A Nudez da Alma

A Rapariga que tinha nome de Flor

Eu era muito criança ainda, mas tenho bem viva na minha memória a sua figura: a rapariga com nome de Flor.

Todas as semanas ia a casa de meus pais vender pruma e carvão. Eram os combustíveis dos anos 30 e 40.

Era jovem, morena e tinha os olhos verdes que me faziam lembrar o mar de Agosto quando a minha mãe me levava à praia. Parecidos com o mar e não como o rio porque não eram calmos. Agora, quando me recordo dos seus olhos, vejo que essa inquietude, um vaivém de ondas do mar, iria ser a sua perdição.

Era bonita, esbelta e o cabelo ruivo e sempre despenteado armava-se em pequenos caracóis muito frisados que lhe ornavam a fronte e o pescoço.

Às vezes, quando tinha a cara suja de carvão, eu ainda a achava mais bonita. Os rapazes iam à janela espreitá-la. E quem não gostava de ver a rapariga que tinha nome de Flor?

Era jovem, magra e quando andava abanava a saia para cá e para lá. A saia estava atada à cintura com um cordel e a blusa, muito chegadinha ao corpo, tinha sempre falta de botões. E eu perguntava à minha mãe por que a rapariga, com nome de Flor, não tinha botões na blusa. Ao que minha mãe respondia que elas eram pobres. A minha mãe tinha muitos botões numa caixa e eu, quando não podia ir para a rua brincar com os meus amigos, entretinha-me a enfiá-los numa linha: nesta, os brancos; naquela os pretos e por aí adiante.

Um dia, enquanto eu fazia rosários de botões e a minha mãe tecia camisolas para nos vestir no Inverno, perguntei-lhe por que não dava daqueles botões à rapariga que tinha nome de Flor. Não obtive resposta. Hoje, sei todas as respostas às perguntas que fazia então.
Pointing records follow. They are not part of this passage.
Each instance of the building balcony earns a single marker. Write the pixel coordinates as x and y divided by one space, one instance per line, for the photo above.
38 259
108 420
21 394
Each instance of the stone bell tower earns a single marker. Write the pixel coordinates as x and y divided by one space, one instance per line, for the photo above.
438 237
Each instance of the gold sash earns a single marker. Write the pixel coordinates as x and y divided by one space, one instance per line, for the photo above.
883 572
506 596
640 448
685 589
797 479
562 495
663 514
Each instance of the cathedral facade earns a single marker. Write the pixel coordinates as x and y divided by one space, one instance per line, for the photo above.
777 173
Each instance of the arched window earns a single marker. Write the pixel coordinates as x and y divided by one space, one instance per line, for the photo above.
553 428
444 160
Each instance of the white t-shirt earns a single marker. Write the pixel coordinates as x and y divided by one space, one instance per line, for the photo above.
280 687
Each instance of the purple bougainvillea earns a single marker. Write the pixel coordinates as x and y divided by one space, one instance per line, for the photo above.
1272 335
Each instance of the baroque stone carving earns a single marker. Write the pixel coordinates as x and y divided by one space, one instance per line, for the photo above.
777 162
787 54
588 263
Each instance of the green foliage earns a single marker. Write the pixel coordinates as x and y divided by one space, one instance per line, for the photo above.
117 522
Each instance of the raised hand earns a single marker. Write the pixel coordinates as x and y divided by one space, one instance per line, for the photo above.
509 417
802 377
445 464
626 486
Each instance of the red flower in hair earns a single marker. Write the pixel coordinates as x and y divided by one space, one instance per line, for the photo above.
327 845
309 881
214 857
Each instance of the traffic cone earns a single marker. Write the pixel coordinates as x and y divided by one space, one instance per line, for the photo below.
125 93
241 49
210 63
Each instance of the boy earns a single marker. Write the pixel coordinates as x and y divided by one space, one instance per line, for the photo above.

Meu pai presenciava tudo isto e naquele jeito peculiar de levantar as sobrancelhas repetia:

– É uma desgraçada! É uma desgraçada!

O tempo passou... A pruma e o carvão foram substituídos pelo gás e pela electricidade. Deixei de ver a rapariga que tinha nome de Flor.

Já muito mais tarde, ouvi falar nela, isto é, falava-se dela. E as sobrancelhas do meu pai diziam como dantes: - É uma desgraçada!

Um dia, já casada e com filhos, vindo do mercado carregada de compras, reparo numa pobre mulher que me estende a mão e me chama:  – Menina!

Mal a reconheci. Era o que restava da rapariga que tinha nome de Flor. Falei com ela e perguntei-lhe como chegara até ali ...  – Foi a vida!

Primeiro cortejada, depois abandonada. Onde dormia? – Onde calhava! E comia... o que lhe davam. O mar dos olhos dela agora não tinha cor definida; até me pareceram um pouco amarelos. Já nada nela me fazia lembrar a rapariga que tinha nome de Flor e vendia pruma e carvão.

Do cabelo restavam apenas alguns fios brancos; os caracóis, farrapos que lhe escorregavam pelo rosto.

São os amigos, os poucos verdadeiros, que encontrou na vida que tratam dela. Já não abana a saia para cá e para lá porque não anda. E na blusa, agora, não falta nenhum botão.